KUALA Lumpur, Malaysia (AFP) — Three Indonesians have been kidnapped by armed men off an area in Malaysia, police said Sunday, where militants from the Abu Sayyaf group have been blamed for repeated kidnappings.
Malaysian marine police chief Abdul Rahim Abdullah confirmed the kidnapping to AFP, adding: “It happened close to midnight yesterday. The three were crew in a fishing trawler.”
Authorities did not say if they believed the Abu Sayyaf was involved.
The incident happened off Lahad Datu in Malaysia’s eastern Sabah state on Borneo island, which is just a short boat ride away from the southernPhilippines.
Islamist guerrillas from the south of that country staged a bloody assault in the area in 2013.
Earlier this year the Abu Sayyaf beheaded two Canadian tourists who had been kidnapped and a Malaysian man was beheaded last year.
Seven Indonesian sailors were kidnapped at gunpoint in June.
Also this year the group kidnapped 14 Indonesian sailors, holding them in their stronghold in the southern Philippines. They were later freed but there was no information on whether a ransom was paid.

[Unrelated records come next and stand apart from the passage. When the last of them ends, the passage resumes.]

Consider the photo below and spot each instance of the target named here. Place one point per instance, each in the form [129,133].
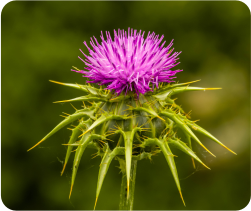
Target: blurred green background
[41,41]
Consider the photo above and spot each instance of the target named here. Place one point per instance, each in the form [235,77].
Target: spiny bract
[138,123]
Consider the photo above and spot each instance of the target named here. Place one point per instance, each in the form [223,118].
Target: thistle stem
[126,203]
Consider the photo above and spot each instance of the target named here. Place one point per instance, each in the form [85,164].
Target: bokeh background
[41,41]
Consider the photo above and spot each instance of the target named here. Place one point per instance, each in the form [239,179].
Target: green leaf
[104,166]
[182,125]
[75,133]
[163,95]
[204,132]
[104,118]
[84,142]
[85,88]
[69,119]
[170,160]
[183,147]
[84,98]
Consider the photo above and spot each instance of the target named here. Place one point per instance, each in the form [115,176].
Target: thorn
[191,82]
[193,163]
[63,101]
[206,166]
[76,68]
[161,118]
[95,203]
[84,133]
[35,145]
[228,149]
[63,169]
[70,191]
[207,150]
[84,104]
[128,185]
[182,198]
[66,113]
[56,82]
[74,107]
[211,88]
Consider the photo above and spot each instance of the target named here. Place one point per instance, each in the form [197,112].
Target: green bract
[130,128]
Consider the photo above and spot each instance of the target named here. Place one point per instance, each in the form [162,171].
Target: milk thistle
[132,115]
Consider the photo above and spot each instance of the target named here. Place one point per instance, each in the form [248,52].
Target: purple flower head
[130,62]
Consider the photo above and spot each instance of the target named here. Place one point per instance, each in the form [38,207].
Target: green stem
[126,203]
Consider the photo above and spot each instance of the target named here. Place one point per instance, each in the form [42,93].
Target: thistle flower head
[130,62]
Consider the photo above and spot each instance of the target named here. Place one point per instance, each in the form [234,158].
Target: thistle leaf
[170,160]
[75,133]
[164,95]
[104,118]
[85,88]
[84,142]
[182,125]
[183,147]
[69,119]
[84,98]
[204,132]
[178,90]
[188,138]
[104,166]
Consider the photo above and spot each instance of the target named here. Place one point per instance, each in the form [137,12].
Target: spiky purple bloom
[130,62]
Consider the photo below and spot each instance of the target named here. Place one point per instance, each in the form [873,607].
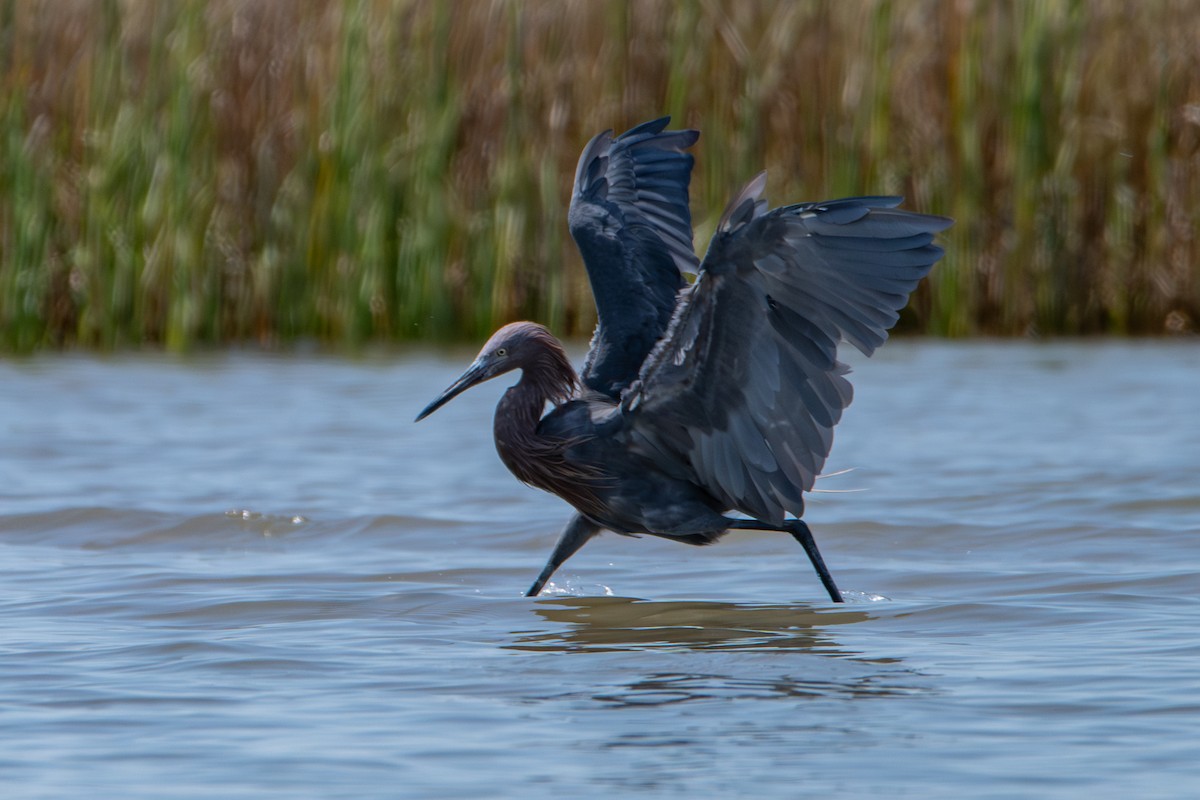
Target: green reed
[187,173]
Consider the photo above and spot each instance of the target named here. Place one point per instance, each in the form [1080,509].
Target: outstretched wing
[630,220]
[743,394]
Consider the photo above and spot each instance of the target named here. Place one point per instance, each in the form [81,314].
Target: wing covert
[631,222]
[745,389]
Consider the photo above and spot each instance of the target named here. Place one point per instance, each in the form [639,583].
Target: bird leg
[801,533]
[576,534]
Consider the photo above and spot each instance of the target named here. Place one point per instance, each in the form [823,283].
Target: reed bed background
[185,173]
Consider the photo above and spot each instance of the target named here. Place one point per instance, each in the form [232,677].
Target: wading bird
[699,400]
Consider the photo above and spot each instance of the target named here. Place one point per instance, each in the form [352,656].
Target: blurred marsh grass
[185,173]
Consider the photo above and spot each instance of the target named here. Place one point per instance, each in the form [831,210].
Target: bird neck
[546,377]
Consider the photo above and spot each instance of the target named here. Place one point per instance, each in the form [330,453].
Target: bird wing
[744,391]
[630,220]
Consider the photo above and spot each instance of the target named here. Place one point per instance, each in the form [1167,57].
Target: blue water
[251,576]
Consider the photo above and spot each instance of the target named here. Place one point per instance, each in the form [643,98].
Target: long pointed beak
[477,373]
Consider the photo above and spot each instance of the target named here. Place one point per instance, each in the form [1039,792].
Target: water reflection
[606,624]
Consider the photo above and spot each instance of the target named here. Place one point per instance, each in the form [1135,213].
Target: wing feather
[745,388]
[630,220]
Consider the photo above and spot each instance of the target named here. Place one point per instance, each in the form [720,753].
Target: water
[250,576]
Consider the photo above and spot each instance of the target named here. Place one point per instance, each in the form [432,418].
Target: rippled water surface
[251,576]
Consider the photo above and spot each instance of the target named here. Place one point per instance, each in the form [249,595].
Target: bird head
[513,347]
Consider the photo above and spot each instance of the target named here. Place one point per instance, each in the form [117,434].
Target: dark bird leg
[576,534]
[801,533]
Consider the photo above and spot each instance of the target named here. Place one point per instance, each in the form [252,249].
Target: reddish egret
[699,400]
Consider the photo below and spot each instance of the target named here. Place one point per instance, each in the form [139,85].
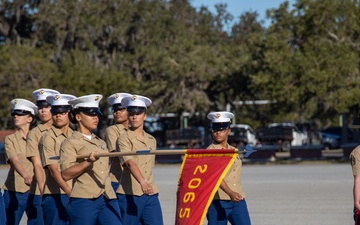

The Abu Sayyaf is a loose network of a few hundred Islamist militants, formed in the 1990s with seed money from Osama bin Laden’s Al-Qaeda network, that has earned millions of dollars from kidnappings-for-ransom.
Although its leaders have pledged allegiance to the Islamic State group, analysts say they are mainly focused on lucrative kidnappings.